The fundamental problems we face are strewn throughout the financial media. There is no need for me to regurgitate what has already been dissected a million times over recently. If it's not Europe, it's China. If it's not a recession in 2012, it's a collapse of a significant member of the banking community. The list goes on. The fundamentals are impossible to interpret accurately, much less initiate a trade through whatever insight can be gleaned from such data.
That leaves us with technical data, seasonal data, and the various pieces of anecdotal evidence that we tend to use in an effort to profit. Problems arise when these pieces of data begin to conflict with each other to no end.
Here are the conflicts as I see them:
1. Captain Obvious time: Seasonals. This has been discussed more than the crisis in the EU recently. You all know the story. It's Q4. A seasonally strong period. What I should add that isn't discussed nearly as much is that we are in a Q4 following a double digit decline in Q3. That fact changes everything and in fact, makes the bull case as solid as a rock. Here are the results:
When the market has fallen by more than 10% during the 3rd quarter, a rally in the 4th quarter has not failed since 1957. The last seven instances were:
1974 Q3 -26.12% Q4 +7.9%
1975 Q3 -12.21% Q4 +7.54%
1981 Q3 -11.45% Q4 +5.74%
1990 Q3 – 14.52% Q4 +7.83%
1998 Q3 – 10.32% Q4 +20.85%
2001 Q3 – 15.03% Q4 +10.38%
2002 Q3 – 17.68% Q4 +7.98%
2011 Q3 – 14.38% Q4 +2.48% to date
Needless to say, we're sitting at the very low end of the expected results at present. No study is infallible. Just like every other statistic with respect to the market, the death of this one is inevitable. Will 2011 be the outlier? Answer that question and December will be yours.
2. Verbal and Psychological Sentiment: Negative. It's ugly out there. I am seeing it in the blogosphere. I am seeing it in the anger with which anything bullish is shredded into confetti. Anything having to do with economic infrastructure, whether in the form of banks, Wall Street, government agencies, guys with suits and lots of hair gel is hated to the point of vitriolic nausea that I haven't witnessed since Steve Bartman ruined the Cubs chances of making it to the World Series 2003. Suddenly the whole world is Chicago and Wall Street is Steve Bartman.
3. Positional Sentiment: Here's the canary in the coal mine...pay attention to this one. There is a difference between saying you are bearish and positioning yourself in a bearish manner. For all the talk of bearish Armageddon that exists, how many traders do you who are getting short here? How many traders do you know who are looking to play the much anticipated bounce in the market? All I see are traders looking to get long in fear of missing the bounce. I don't see anybody looking to get short here. That's a problem.
From a positional sentiment angle, it seems that the most difficult position to take here is to sell, not get long. After all, countless oversold indicators are flashing near record readings. Everybody seems bearish, which from a contrarian angle is, in fact, bullish. And the Q4 bounce just has to come.

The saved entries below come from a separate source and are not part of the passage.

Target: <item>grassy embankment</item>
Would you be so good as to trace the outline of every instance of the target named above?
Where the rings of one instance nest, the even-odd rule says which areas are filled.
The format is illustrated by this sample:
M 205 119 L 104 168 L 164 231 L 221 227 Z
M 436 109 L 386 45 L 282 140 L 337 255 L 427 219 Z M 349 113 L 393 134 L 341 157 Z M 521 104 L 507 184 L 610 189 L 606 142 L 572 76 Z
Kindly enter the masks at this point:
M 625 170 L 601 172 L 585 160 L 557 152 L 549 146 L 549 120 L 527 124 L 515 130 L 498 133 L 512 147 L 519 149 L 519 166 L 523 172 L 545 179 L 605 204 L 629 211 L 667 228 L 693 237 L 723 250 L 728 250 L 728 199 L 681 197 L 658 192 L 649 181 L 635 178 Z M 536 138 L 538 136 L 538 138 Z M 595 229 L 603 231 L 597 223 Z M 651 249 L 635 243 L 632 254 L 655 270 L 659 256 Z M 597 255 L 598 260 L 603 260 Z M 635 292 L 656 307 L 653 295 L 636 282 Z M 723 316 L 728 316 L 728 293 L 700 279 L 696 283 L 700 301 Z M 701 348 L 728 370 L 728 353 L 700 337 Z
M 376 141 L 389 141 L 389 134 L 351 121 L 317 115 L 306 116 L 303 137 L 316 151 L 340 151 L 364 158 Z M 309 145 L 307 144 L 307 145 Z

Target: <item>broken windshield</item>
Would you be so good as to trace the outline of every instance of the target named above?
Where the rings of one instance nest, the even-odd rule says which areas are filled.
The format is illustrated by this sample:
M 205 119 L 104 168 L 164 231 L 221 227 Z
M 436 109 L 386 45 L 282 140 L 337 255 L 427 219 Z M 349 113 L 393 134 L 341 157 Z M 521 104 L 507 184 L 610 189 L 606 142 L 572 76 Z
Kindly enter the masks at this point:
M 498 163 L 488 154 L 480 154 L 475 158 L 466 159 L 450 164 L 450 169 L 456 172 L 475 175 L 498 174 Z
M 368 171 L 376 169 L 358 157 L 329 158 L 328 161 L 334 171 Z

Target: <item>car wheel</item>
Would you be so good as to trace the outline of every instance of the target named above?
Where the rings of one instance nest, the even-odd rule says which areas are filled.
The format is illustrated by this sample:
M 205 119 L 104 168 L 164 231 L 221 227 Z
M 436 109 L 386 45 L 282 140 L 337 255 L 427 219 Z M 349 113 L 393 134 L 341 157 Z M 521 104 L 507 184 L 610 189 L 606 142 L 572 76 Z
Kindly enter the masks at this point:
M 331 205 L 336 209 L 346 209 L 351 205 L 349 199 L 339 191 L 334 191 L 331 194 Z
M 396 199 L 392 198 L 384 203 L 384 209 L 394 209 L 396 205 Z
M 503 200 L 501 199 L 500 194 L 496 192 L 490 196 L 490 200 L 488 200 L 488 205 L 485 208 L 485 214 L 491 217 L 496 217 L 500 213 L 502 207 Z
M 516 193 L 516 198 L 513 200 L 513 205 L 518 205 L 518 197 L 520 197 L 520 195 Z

Most traders and investor seem to be either cautiously long or in cash. That's not nearly as bearish as the verbal sentiment makes things out to be.

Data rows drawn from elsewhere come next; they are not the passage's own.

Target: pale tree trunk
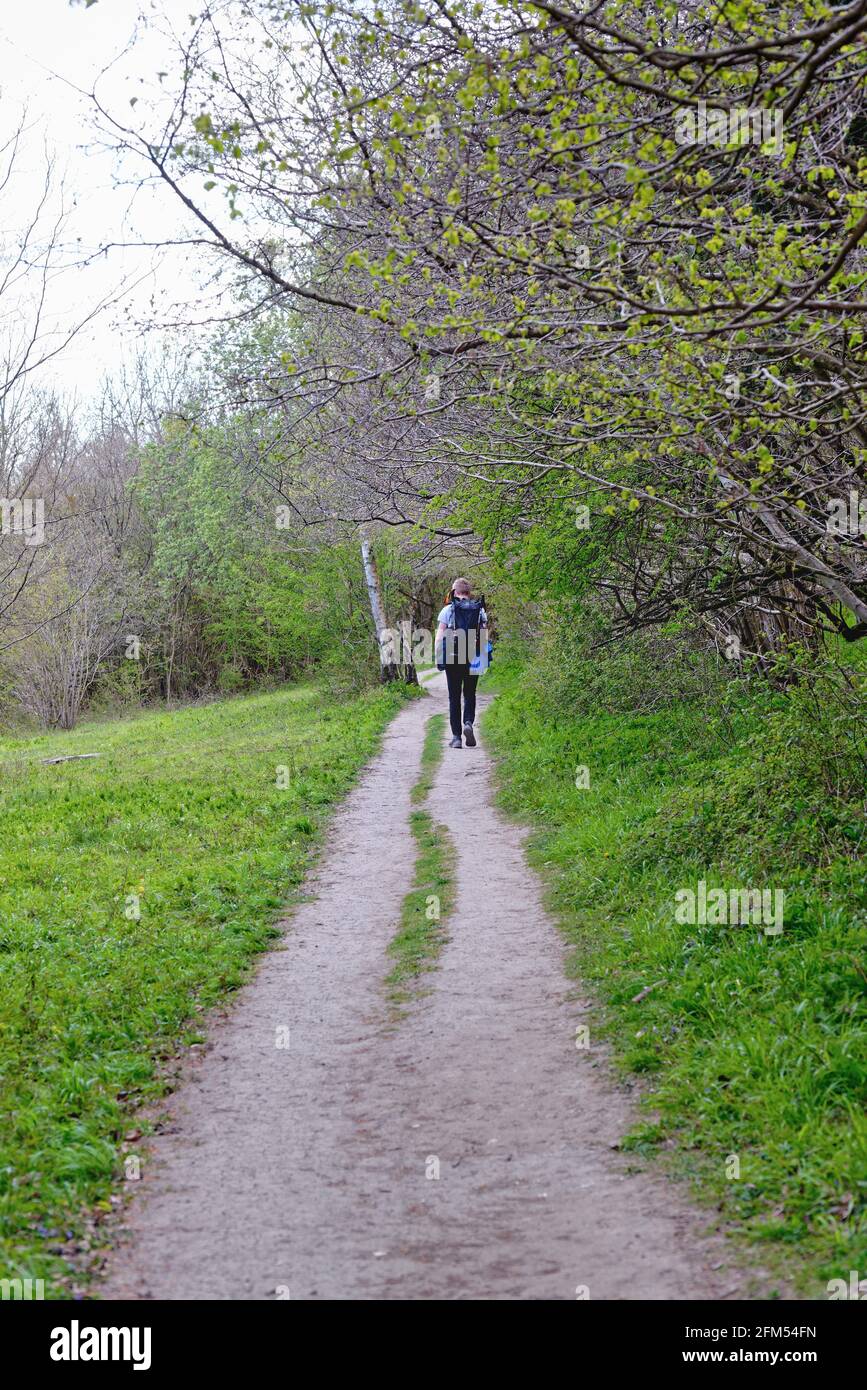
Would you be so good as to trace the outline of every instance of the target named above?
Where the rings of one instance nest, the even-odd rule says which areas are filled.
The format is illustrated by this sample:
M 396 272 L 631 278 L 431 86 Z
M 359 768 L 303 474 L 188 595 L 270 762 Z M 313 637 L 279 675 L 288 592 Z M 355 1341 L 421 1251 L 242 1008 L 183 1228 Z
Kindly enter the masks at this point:
M 367 596 L 370 600 L 370 611 L 373 615 L 373 626 L 376 630 L 376 641 L 379 647 L 380 675 L 384 681 L 394 681 L 398 679 L 400 672 L 397 662 L 394 660 L 393 644 L 389 643 L 386 638 L 388 621 L 385 616 L 385 604 L 382 601 L 382 589 L 376 561 L 370 548 L 370 537 L 364 527 L 361 528 L 361 563 L 364 566 L 364 581 L 367 585 Z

The markets will bounce. I promise you this, however: The bounce won't be a first or even second bounce bottom. The mystic of Q4 will insure that too many people hop on the rally train much too quickly in order for the rally to provide stability.
4. Technicals: Price action may be the only truth out there. In complete honesty, I would be having a much better year if I filtered out everything else but price action this year. It has been tremendously accurate, as usual.
If I was locked in an analytical prison of sorts, where the warden only allowed me access to price action without looking or having knowledge of any other tools, I would look at the current technical structure of the market and KNOW that we are headed lower.
This past week, from a price action perspective, was the nail in the coffin. Oversold indicators be damned. Sentiment indicators be damned. Seasonals be damned.
In terms of support levels, 1120 on the S&P 500 is crucial. 2340 on the Nasdaq Composite is huge. And interestingly enough, I have Dow 11,150 as being pretty significant. We could see the Dow level tested on Monday.
For those seeking peace and happiness during this holiday season, may I suggest finding a large area of sand and burying your head in it. Ignorance is indeed bliss.